The court acknowledged the submissions made by advocate Prashant Bhushan that such a database would have made it easier for the government to identify and provide essentials such as food and dry rations to stranded migrant labourers during the second wave of the pandemic.
‘We are not satisfied’
“The direction [for the database] was issued by this court in 2018...Your process is very slow. We are not satisfied. We will pass orders on this,” Justice Bhushan addressed Solicitor General Tushar Mehta, for the Centre.
Mr.
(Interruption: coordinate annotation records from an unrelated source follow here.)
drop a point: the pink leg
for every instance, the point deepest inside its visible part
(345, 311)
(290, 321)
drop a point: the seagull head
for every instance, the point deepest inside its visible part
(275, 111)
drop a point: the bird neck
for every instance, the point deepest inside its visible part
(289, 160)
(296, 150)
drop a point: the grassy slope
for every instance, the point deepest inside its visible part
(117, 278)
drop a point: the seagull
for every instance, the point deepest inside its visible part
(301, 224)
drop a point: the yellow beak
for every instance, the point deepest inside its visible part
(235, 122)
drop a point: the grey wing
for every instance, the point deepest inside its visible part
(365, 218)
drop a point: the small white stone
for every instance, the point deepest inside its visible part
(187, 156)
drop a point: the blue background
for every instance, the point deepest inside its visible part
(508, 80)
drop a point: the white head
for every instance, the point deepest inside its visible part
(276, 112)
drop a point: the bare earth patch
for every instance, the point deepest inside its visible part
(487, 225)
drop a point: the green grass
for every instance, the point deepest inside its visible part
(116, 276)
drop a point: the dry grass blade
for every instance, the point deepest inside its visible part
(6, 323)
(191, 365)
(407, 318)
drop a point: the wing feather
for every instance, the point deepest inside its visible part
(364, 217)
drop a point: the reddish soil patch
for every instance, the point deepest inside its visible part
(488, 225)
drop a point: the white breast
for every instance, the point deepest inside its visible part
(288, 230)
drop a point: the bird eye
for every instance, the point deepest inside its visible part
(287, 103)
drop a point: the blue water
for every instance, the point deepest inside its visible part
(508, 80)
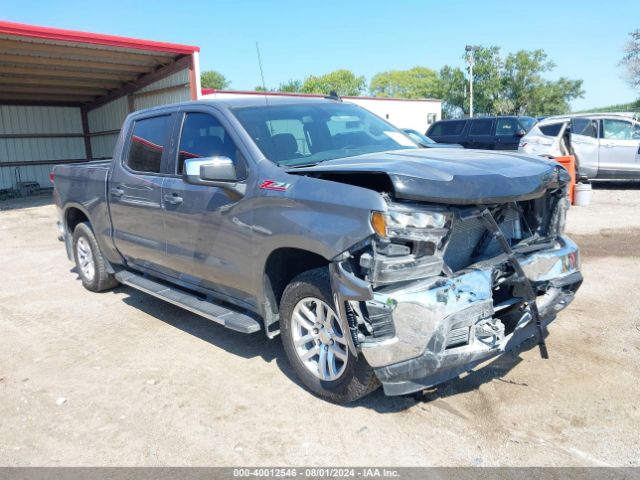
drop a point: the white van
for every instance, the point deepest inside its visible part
(606, 145)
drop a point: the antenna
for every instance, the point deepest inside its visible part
(264, 86)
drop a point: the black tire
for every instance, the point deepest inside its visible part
(102, 279)
(358, 378)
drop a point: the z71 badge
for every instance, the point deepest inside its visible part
(273, 185)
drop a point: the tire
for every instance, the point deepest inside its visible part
(90, 263)
(350, 379)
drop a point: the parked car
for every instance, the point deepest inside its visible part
(312, 219)
(605, 145)
(427, 142)
(485, 133)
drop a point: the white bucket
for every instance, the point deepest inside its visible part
(582, 194)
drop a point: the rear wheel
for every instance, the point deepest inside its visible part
(91, 265)
(315, 341)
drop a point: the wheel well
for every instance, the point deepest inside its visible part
(284, 264)
(75, 216)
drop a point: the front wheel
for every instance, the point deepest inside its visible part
(315, 341)
(90, 263)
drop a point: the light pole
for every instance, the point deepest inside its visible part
(469, 49)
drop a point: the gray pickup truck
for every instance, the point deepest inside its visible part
(376, 261)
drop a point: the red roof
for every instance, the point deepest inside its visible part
(209, 91)
(48, 33)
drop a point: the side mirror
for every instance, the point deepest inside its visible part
(212, 172)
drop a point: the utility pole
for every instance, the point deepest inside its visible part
(470, 60)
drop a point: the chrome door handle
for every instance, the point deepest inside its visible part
(173, 199)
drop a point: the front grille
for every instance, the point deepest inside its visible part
(466, 235)
(458, 337)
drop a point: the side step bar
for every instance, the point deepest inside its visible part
(232, 319)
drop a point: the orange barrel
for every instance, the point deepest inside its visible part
(569, 162)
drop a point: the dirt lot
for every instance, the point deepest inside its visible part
(121, 378)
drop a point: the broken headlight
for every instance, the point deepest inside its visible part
(409, 247)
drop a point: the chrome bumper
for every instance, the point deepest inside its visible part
(446, 326)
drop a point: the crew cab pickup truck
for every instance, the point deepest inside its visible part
(376, 261)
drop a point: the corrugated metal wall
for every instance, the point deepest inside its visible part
(26, 120)
(103, 119)
(112, 115)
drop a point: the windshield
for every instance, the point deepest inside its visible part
(418, 137)
(304, 134)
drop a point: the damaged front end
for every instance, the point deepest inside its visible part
(442, 288)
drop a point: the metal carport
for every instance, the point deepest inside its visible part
(64, 94)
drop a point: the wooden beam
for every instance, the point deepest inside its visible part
(192, 79)
(40, 135)
(46, 82)
(28, 163)
(42, 97)
(43, 72)
(16, 88)
(160, 90)
(142, 82)
(87, 132)
(141, 58)
(41, 103)
(82, 65)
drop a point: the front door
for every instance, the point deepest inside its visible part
(209, 233)
(135, 190)
(619, 145)
(585, 144)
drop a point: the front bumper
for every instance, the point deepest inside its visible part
(447, 326)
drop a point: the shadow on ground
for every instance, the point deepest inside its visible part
(257, 345)
(616, 185)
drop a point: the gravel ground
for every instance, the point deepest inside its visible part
(121, 378)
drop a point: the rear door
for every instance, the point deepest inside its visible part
(585, 144)
(449, 131)
(619, 145)
(481, 134)
(135, 190)
(209, 236)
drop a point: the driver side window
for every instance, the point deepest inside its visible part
(618, 130)
(204, 136)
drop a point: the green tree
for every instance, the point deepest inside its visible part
(343, 82)
(631, 60)
(213, 79)
(514, 85)
(417, 82)
(452, 91)
(529, 93)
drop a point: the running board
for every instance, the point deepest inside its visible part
(231, 319)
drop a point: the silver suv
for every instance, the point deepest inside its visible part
(606, 145)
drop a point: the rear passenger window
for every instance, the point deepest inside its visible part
(204, 136)
(506, 126)
(551, 130)
(147, 144)
(584, 126)
(453, 127)
(481, 127)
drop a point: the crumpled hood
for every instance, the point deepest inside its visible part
(462, 177)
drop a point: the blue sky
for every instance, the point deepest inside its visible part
(298, 38)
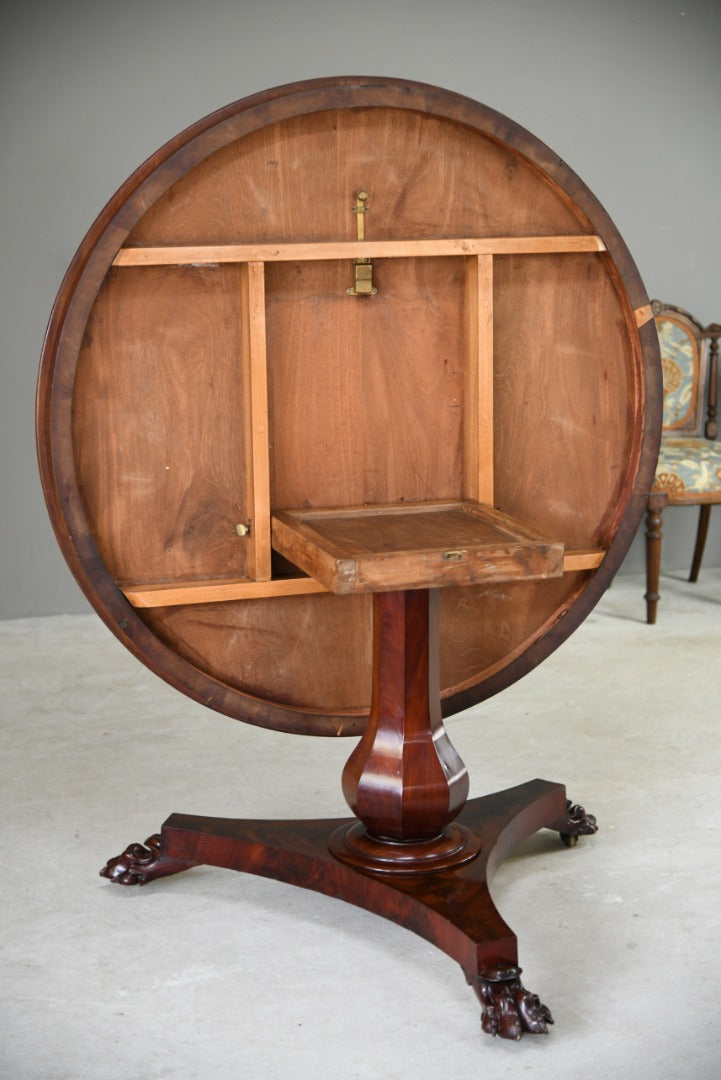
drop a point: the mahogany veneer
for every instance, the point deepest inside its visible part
(335, 347)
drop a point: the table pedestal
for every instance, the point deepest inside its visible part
(415, 853)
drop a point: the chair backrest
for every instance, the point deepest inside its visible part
(684, 360)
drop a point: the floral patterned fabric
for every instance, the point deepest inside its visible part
(679, 355)
(689, 467)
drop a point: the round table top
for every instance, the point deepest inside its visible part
(213, 360)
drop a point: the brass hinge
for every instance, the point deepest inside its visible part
(363, 284)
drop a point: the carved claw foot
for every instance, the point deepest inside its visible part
(140, 863)
(508, 1009)
(576, 823)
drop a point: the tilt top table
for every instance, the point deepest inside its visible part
(347, 413)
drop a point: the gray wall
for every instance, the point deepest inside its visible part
(626, 91)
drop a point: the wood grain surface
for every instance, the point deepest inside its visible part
(520, 378)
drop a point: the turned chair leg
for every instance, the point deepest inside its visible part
(701, 541)
(653, 535)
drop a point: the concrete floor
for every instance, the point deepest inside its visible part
(216, 974)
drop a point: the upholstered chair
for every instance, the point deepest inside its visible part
(689, 470)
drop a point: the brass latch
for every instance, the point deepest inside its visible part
(363, 268)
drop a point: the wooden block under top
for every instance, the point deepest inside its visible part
(412, 545)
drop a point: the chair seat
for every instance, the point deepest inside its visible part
(689, 466)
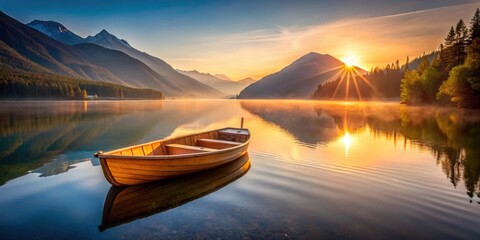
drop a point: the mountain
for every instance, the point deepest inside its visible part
(185, 83)
(222, 77)
(247, 81)
(56, 31)
(130, 70)
(298, 80)
(224, 85)
(127, 69)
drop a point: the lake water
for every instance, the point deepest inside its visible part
(314, 170)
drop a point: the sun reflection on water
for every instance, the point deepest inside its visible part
(347, 140)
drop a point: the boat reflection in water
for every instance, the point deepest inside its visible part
(126, 204)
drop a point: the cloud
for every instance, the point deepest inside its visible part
(376, 41)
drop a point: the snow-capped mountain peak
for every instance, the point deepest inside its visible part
(56, 31)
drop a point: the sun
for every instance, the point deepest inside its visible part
(350, 60)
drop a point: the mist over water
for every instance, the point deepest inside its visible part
(316, 169)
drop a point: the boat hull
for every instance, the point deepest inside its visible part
(126, 204)
(123, 170)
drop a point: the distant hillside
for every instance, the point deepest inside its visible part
(219, 81)
(415, 63)
(22, 84)
(33, 51)
(56, 31)
(132, 71)
(298, 80)
(166, 78)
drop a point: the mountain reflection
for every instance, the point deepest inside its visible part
(451, 135)
(48, 137)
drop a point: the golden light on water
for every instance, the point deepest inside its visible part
(347, 140)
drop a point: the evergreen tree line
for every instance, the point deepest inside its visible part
(379, 83)
(453, 77)
(20, 84)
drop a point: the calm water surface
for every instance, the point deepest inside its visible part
(314, 169)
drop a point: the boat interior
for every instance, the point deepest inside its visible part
(196, 143)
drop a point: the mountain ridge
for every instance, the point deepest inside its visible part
(189, 87)
(298, 80)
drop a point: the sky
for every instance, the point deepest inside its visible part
(256, 38)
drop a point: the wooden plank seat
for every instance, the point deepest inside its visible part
(216, 144)
(175, 149)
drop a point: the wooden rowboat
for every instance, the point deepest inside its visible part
(173, 157)
(127, 204)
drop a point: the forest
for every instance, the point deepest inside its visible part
(450, 77)
(21, 84)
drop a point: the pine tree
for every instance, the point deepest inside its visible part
(461, 36)
(450, 39)
(475, 26)
(406, 64)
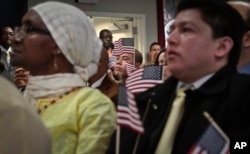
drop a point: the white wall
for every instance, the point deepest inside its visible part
(146, 7)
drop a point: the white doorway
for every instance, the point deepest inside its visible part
(122, 26)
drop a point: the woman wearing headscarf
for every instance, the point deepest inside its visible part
(59, 47)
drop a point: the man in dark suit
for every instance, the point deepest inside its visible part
(203, 51)
(102, 81)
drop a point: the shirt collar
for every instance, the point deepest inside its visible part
(197, 84)
(98, 82)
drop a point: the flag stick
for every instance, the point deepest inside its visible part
(117, 147)
(211, 120)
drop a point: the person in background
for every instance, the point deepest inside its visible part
(6, 36)
(203, 52)
(154, 50)
(102, 81)
(162, 60)
(21, 129)
(243, 8)
(106, 36)
(138, 59)
(21, 78)
(59, 46)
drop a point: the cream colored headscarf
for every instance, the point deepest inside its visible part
(74, 35)
(77, 39)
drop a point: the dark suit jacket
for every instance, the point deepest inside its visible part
(109, 87)
(226, 96)
(8, 71)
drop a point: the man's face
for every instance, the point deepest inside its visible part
(7, 36)
(107, 39)
(120, 66)
(191, 48)
(155, 49)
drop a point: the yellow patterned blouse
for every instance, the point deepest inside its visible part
(80, 122)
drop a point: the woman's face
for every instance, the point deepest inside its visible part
(33, 45)
(162, 58)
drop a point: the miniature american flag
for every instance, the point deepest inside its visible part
(213, 140)
(127, 111)
(112, 61)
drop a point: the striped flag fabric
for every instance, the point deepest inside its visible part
(112, 60)
(127, 112)
(211, 141)
(144, 78)
(123, 45)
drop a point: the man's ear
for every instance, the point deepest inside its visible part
(56, 51)
(246, 40)
(224, 45)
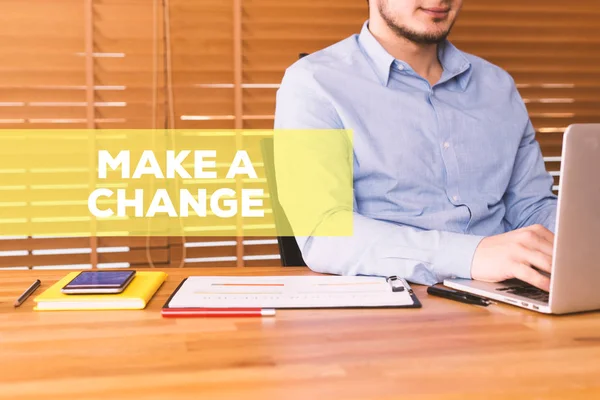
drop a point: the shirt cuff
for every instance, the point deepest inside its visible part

Bhushan, who represents activists seeking urgent measures to provide food and life support for migrant workers, said: “People are dying… 24 crore people have been pushed below the poverty line. The situation is worse than last year… Government has said they have not been able to even put up a portal for the registration of workers”.
Many of these destitute workers required immediate cash transfers to purchase essentials. The pandemic had left them with no means of livelihood, he stated.
Justice Bhushan said, “A uniform national data grid of migrant workers, in which both the Centre and States provide inputs should be there. This would ensure that benefits meant for migrant workers reach them and no other.”
The court asked the government to clarify what steps it had taken under the Code of Social Security of 2020.
During the hearing, Justice Shah pointed out that many of the workers would be illiterate and unable to register online. It was a welfare government’s obligation to reach out to the workers, their employers and contractors.
“It should be a two-way approach. The government should go to the workers and the workers can also approach the government… You [government] must reach out to employers, contractors, etc. You should tell them to give information about their workers or have their licences cancelled,” he said. There should be some “supervisory authority” to take a weekly account of the transfer of benefits to workers.
“The government is spending thousands of crores, but is it [benefits] really reaching them [the workers]” Justice Shah asked Mr. Mehta, who promised to file a detailed affidavit in response.
The Labour Ministry, Mr. Mehta said, had started work on the database. He assured the court that he would talk to the Labour Secretary and get the necessary information on its status.
Mr. Bhushan interjected to say that the immediate handing out of dry rations and cooked food, however, during the second wave should not depend on the completion of this database. The need for food among the migrant population was urgent and could not wait.
The court agreed, clarifying that provision of food, whether dry rations or cooked food, should not wait till the completion of the registration process of migrant workers on the proposed database.
Mr. Bhushan said that last year the Centre recorded eight crore migrant workers without ration cards. The States had identified 2.8 crore of them. Other workers were registered under various laws. The Centre and the States should at least provide these people with immediate benefits without waiting any further.